BKX. On higher volume, the KBW bank index fell -0.56 points, or -1.15%, to 48.28, its 78th straight close above 40 but its 19th straight close below 50. Volume rose +18.68% to 61.55 million shares, up from 51.86 million shares Friday but below the 78.99 million share 50-day average. The BKX closed +12.33% above its August 30, 2010, closing low of 42.98, the trough of the 2010's correction, but -16.69% and -13.21% below its April 23, 2010 (the post-2008 high point), and February 14, 2011 (the most recent high point) respective closes.
Financials underperformed the market, and regional banks underperformed large-cap banks. From its prior close of 48.84, the BKX opened lower to 48.76, immediately setting the intra-day high. Through 10:55, the index declined on a consistent trajectory, reaching 48.10 before finding support. Through 12:30, the index rallied back to 48.40 but lost its positive momentum. A second sell-off took the index to its intra-day low of 47.99 at 2:40. The 48.0 level held, and the index rallied into the close. The index finished in the bottom half of the day's negative range.
Technical indicators are mostly positive.
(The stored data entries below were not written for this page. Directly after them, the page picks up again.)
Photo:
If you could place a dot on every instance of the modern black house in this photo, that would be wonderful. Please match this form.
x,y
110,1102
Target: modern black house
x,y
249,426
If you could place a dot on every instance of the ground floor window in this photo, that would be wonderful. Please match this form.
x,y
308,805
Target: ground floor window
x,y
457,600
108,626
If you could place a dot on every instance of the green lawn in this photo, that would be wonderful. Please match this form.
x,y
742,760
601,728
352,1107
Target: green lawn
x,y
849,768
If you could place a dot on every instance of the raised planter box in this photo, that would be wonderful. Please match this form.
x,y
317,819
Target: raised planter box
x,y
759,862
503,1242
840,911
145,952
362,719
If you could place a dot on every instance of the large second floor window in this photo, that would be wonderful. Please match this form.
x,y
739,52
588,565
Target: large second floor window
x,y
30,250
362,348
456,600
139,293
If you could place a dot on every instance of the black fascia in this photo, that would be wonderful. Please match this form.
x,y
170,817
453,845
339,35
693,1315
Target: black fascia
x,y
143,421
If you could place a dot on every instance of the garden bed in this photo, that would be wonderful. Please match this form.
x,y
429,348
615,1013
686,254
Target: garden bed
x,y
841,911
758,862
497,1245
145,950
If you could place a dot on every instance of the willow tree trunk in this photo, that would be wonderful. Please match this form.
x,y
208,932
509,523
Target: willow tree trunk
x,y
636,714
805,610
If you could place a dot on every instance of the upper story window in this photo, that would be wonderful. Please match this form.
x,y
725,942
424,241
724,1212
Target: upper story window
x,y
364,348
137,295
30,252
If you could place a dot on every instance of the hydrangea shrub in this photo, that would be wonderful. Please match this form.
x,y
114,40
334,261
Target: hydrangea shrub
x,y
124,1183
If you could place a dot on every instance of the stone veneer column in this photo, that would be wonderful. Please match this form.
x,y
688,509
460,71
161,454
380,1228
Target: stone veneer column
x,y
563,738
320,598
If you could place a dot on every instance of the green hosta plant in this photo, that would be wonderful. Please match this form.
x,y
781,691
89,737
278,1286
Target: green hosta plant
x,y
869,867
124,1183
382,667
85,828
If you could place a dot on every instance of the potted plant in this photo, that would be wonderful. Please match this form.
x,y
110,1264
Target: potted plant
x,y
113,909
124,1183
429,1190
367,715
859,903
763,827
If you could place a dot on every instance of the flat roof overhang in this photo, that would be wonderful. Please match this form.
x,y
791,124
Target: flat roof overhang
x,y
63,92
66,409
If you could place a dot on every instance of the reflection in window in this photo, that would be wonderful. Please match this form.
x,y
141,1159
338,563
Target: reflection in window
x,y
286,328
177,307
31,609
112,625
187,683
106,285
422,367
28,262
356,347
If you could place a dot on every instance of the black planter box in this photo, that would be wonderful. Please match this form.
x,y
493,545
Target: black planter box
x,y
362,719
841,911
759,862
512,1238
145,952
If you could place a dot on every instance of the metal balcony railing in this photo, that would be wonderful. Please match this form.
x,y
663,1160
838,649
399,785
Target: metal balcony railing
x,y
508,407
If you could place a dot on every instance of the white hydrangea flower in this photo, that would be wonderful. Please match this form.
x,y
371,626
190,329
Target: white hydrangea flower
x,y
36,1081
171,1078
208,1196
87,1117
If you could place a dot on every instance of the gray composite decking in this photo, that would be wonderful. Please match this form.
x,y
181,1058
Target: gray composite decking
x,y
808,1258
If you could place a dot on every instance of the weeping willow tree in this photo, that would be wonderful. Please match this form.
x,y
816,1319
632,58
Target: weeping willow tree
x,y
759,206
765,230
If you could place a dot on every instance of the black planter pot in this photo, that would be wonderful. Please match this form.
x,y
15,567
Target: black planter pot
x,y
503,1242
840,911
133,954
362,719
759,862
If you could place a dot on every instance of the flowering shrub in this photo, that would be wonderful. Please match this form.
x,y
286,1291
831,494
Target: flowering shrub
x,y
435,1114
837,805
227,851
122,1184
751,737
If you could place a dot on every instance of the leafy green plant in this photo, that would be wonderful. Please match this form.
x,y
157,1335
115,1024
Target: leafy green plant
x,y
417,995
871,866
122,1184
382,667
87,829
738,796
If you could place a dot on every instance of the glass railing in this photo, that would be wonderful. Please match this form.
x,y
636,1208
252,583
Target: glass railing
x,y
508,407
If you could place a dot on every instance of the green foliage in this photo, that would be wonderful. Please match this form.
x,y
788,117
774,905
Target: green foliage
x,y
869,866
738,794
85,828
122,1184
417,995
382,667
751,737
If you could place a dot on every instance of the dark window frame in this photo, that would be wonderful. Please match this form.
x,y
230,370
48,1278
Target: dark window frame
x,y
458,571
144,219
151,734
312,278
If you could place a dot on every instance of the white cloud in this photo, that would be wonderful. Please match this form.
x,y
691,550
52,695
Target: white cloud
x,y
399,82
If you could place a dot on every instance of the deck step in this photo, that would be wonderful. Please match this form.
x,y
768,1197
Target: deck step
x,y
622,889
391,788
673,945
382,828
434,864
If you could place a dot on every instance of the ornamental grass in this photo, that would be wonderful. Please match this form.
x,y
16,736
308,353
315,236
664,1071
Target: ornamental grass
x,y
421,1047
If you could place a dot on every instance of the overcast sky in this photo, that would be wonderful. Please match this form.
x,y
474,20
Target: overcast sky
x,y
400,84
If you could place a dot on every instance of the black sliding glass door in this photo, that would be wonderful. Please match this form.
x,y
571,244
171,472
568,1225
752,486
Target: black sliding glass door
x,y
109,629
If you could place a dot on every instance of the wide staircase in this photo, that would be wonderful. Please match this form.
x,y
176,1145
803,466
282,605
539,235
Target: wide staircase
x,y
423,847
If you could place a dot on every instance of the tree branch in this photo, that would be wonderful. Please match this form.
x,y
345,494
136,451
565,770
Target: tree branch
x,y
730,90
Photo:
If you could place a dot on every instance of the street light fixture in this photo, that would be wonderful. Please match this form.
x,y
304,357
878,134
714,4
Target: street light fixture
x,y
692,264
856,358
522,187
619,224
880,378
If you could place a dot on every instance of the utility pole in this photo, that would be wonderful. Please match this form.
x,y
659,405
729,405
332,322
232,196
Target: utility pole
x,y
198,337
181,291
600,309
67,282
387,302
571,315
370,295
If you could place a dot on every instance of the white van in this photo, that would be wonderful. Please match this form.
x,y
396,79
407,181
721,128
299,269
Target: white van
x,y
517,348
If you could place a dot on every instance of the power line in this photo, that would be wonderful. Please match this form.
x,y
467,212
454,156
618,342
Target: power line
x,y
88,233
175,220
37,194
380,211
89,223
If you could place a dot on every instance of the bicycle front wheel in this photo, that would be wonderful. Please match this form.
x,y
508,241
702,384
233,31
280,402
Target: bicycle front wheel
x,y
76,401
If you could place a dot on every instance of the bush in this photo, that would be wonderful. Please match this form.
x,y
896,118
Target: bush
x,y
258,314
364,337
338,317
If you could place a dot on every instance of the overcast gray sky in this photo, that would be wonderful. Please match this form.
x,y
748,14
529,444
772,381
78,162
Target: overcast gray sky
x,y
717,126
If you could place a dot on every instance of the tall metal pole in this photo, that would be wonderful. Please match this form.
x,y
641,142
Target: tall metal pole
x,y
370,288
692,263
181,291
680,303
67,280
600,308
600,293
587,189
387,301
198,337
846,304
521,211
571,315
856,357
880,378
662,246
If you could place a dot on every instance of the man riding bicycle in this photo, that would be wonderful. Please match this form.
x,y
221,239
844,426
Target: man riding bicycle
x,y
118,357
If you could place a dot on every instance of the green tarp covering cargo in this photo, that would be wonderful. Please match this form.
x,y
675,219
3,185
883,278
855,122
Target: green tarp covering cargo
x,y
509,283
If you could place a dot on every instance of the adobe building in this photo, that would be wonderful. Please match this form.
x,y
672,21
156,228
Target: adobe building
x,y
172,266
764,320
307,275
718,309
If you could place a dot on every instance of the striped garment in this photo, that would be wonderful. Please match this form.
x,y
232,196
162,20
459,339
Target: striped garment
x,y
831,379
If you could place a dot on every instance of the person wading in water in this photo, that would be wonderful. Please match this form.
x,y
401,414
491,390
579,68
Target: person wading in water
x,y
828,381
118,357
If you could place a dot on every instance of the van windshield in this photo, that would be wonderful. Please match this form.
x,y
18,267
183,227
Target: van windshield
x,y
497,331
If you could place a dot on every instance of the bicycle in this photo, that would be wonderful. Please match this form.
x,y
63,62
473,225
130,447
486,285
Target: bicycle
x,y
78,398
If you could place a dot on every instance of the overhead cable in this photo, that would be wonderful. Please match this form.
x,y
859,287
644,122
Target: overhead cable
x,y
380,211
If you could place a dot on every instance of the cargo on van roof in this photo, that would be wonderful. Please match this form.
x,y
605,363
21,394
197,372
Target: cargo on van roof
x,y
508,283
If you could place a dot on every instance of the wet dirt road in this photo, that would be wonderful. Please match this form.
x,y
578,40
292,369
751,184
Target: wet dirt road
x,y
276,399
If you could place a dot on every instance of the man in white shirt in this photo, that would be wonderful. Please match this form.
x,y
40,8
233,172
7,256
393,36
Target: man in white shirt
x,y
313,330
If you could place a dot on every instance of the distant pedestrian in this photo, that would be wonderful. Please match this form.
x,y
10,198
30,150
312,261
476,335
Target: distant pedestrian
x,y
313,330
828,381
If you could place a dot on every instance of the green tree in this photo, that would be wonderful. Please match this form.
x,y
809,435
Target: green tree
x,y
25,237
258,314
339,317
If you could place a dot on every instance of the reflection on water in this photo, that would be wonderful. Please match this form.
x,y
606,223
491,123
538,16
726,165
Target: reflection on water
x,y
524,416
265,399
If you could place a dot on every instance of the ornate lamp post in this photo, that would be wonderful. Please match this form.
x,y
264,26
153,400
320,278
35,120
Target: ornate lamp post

On a percentage basis, bank stocks have outperformed the broader market's rebound from the October lows, rising +48.28% from the 32.56 October 4th intra-day low compared to a +30.16% rebound in the SPX. However, the BKX has yet to recapture its 2011 high, whereas the SPX did so in February 2012. Moving average alignment is fully bullish, as shorter term moving averages are above longer term moving averages and are increasing more rapidly. On February 22nd, the 50-day moving average crossed above the 200-day moving average for the first time since June 15th. On March 20th, the 100-day moving average crossed above the 200-day moving average for the first time since July 18th, 2011. For the 83rd straight session, the 20-day closed (by +0.64 points) above the 50-day, but the gap shrank. The 50-day moving average closed (by +5.78 points) above the 200-day moving average for the 48th straight session, and the gap widened. The 100-day moving average closed (by +2.81 points) above the 200-day moving average for the 30th straight session, and the gap widened. For the third straight session, the BKX closed (by +0.04%) above its 20-day moving average, which fell for the 12th straight day. The index closed (by +1.39%) above its 50-day moving average for the 88th straight session. The index closed (by +8.13%) above the 100-day moving average for the 89th straight session. The index closed (by +15.40%) above its 200-day moving average for the 71st time in 72 sessions. The directional movement indicator switched back to negative, and the trend is weak and declining. Relative strength fell to 51.20 from 55.34, a neutral range. Next resistance is 48.70; next support at 47.92.